A gun barrel from the USS Arizona began its westward trek on Tuesday, as it headed from the Navy base at Dahlgren to the state it was named after.

Officials from the state of Arizona, the Navy and local researchers with the Dahlgren History Project gathered at the Naval Support Facility Dahlgren on Tuesday morning to watch the impressive operation.

Researchers saw a cherished piece of history lifted from the ground and American flags billow in the breeze--as if on cue--when the rusted metal gun was loaded safely onto a truck.

"It's really kind of remarkable that this one has survived," said Robin Staton, who retired after 42 years at Dahlgren but still researches the base's history. "In the 1950s, the Navy scrapped 38 of these barrels--they were cut up and melted down."

The Arizona gun faces a much better fate. It will become part of a new World War II memorial in Phoenix, scheduled to be dedicated on Pearl Harbor Day, Dec. 7, 2012.

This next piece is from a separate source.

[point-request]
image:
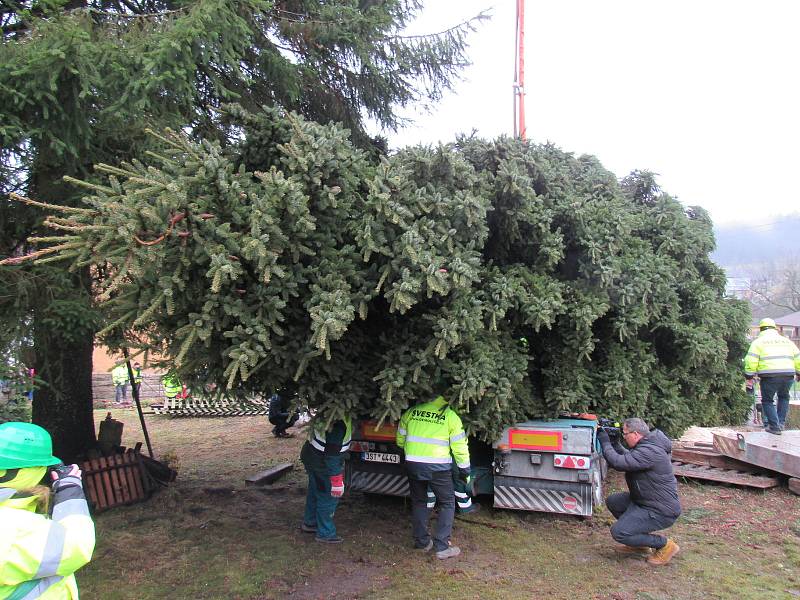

"Thank you for sharing some of your history with our state," Ken Bennett, Arizona's Secretary of State, told those gathered.

Bennett is the No. 2 state official in Arizona, and he traveled to King George County to watch a crane lift the gun barrel from wooden planks that cradled it for more than 65 years.

"It was important to me, personally, to just be out here and see it," Bennett said.

Workers with Lockwood Brothers Inc. of Hampton, which orchestrated the move, let Bennett ride in the cab of the trailer hauling the gun.

He waved to passers-by as the truck carried the 74-ton load, up and down the hills of U.S. 301, and across State Route 3 to the King George County Landfill.

From there, the gun will be loaded onto a railroad car provided by Waste Management and hauled by train from Sealston to Phoenix.

The 14-inch gun barrel from the Arizona will be on one end of the new World War II memorial, and a 16-inch barrel from the USS Missouri on the other.

The two serve as bookends of the war, Bennett said. They represent the beginning, when the Arizona was sunk at Pearl Harbor, to the ending, when the Japanese surrendered aboard the Missouri battleship.